The transaction, concluded on 4 December in Nairobi, achieved an oversubscription rate of 131%, reflecting strong demand from both local and regional investors.
The robust appetite underscores deepening confidence in Kenya’s banking sector as well as the bank’s long-term strategy, particularly as competition intensifies among lenders seeking to expand digital capabilities and credit offerings.
The fresh capital is expected to play a central role in accelerating Family Bank’s digital transformation programme, expanding its lending capacity, and supporting regional growth initiatives.
The Family Bank capital raise also positions the lender to scale its services among key segments such as micro, small, and medium enterprises (MSMEs), agriculture, and underserved communities.
Family Bank Chairman Lazarus Muema described the outcome as a resounding endorsement of the bank’s business fundamentals, highlighting both its stability and broad investor trust.

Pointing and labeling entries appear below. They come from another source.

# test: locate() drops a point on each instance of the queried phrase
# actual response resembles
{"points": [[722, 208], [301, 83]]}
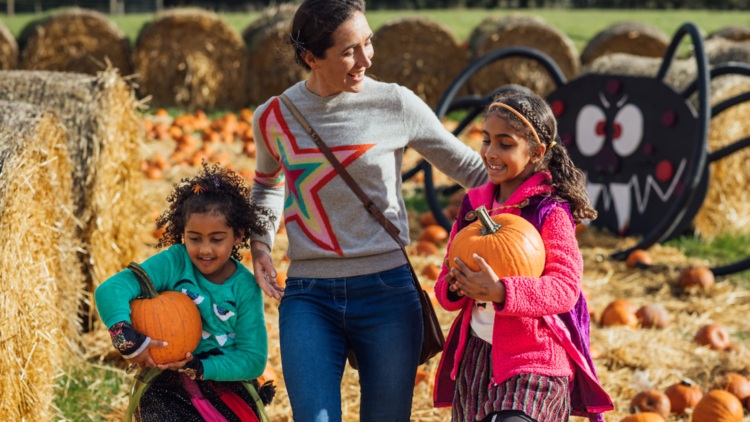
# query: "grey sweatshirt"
{"points": [[331, 234]]}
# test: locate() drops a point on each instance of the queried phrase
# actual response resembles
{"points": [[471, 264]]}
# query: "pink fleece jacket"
{"points": [[522, 342]]}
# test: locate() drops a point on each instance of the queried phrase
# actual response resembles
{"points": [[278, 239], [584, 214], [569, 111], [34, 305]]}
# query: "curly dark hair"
{"points": [[567, 179], [215, 189]]}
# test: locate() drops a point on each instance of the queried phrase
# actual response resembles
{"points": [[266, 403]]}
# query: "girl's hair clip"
{"points": [[197, 189]]}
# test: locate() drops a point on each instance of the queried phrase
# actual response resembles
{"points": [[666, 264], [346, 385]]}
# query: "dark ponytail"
{"points": [[568, 180]]}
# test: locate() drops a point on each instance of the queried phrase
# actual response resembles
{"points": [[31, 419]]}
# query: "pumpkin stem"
{"points": [[488, 226], [148, 291]]}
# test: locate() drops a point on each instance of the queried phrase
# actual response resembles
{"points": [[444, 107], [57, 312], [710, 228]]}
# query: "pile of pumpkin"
{"points": [[723, 403], [187, 129]]}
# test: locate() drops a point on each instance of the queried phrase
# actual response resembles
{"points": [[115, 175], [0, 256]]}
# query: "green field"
{"points": [[579, 24]]}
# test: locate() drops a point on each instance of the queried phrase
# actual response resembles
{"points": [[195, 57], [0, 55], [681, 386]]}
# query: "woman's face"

“This remarkable outcome is a resounding vote of confidence in Family Bank’s resilient business model, consistent profitability, and unwavering commitment to serving the real economy—particularly SMEs, agriculture, and underserved communities across Kenya,” Mr Muema said.
“The overwhelming demand reflects the market’s belief in our digital transformation journey and our purpose-driven approach to inclusive banking.”

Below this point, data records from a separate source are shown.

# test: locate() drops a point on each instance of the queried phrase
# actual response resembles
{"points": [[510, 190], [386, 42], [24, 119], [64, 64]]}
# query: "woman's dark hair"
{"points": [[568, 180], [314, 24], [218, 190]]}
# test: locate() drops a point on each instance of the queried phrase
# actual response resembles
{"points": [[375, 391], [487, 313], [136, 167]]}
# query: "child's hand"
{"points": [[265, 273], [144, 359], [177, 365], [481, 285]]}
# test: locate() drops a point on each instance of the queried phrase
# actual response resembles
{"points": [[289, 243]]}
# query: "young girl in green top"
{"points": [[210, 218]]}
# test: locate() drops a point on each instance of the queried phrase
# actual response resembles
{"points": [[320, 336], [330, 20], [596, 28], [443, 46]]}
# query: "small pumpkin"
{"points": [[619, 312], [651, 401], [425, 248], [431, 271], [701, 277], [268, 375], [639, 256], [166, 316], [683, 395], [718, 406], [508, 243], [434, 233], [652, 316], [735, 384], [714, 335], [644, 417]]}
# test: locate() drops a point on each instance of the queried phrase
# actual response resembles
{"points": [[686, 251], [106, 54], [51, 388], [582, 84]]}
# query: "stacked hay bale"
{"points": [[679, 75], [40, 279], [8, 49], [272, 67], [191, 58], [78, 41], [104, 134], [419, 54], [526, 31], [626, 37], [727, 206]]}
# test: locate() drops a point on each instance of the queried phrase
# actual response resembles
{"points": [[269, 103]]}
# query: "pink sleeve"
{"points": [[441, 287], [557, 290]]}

The private placement drew participation from a diverse base of investors, including fund managers, insurance companies, pension schemes, corporate institutions, and high-net-worth individuals.

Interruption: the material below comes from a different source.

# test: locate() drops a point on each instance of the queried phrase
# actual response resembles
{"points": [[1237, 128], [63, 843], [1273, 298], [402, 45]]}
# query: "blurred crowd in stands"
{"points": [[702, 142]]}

According to disclosures provided in the press release, the strength of the Family Bank capital raise demonstrates broad-based confidence in the bank’s financial performance and its long-term expansion strategy.
The bank has posted steady profitability in recent years and has been investing heavily in digital channels, risk management systems, and innovative products designed to support small businesses.
As of September 2025, the bank reported Core Capital of KES 19.61B and Total Shareholders’ Funds of KES 22.37B. The new injection materially boosts capital strength and lending headroom.
Family Bank Chief Executive Officer Nancy Njau praised the investors who took part in the exercise, describing the capital injection as a transformative moment for the institution.
“We are deeply grateful to all investors who participated in this landmark capital raise. The additional equity significantly bolsters our capital ratios and will accelerate lending to priority sectors such as MSMEs, green financing, and women- and youth-led enterprises,” Ms Njau said.
“This successful raise positions Family Bank strongly for sustained growth and enhanced shareholder value.”
Capital adequacy remains a key requirement for Kenyan banks as regulators tighten oversight and lenders compete to grow their balance sheets through technology-led solutions, alternative credit-scoring models, and fintech partnerships.
Several banks have undertaken capital-raising initiatives over the past three years to maintain compliance and fund expansion.
The KES 8.04 billion raised is expected to place Family Bank in a stronger position to pursue new lending opportunities as economic activity begins to stabilise after a period of high inflation, currency pressures, and elevated interest rates.
Standard Investment Bank (SIB) acted as the Lead Transaction Advisor, while Sterling Capital served as a placement agent for the deal.
The oversubscription reflects growing investor confidence in well-managed mid-tier banks that have demonstrated consistent performance despite a challenging macroeconomic environment.
Family Bank, which serves more than two million customers across Kenya, has been positioning itself as a technology-driven lender offering inclusive financial solutions.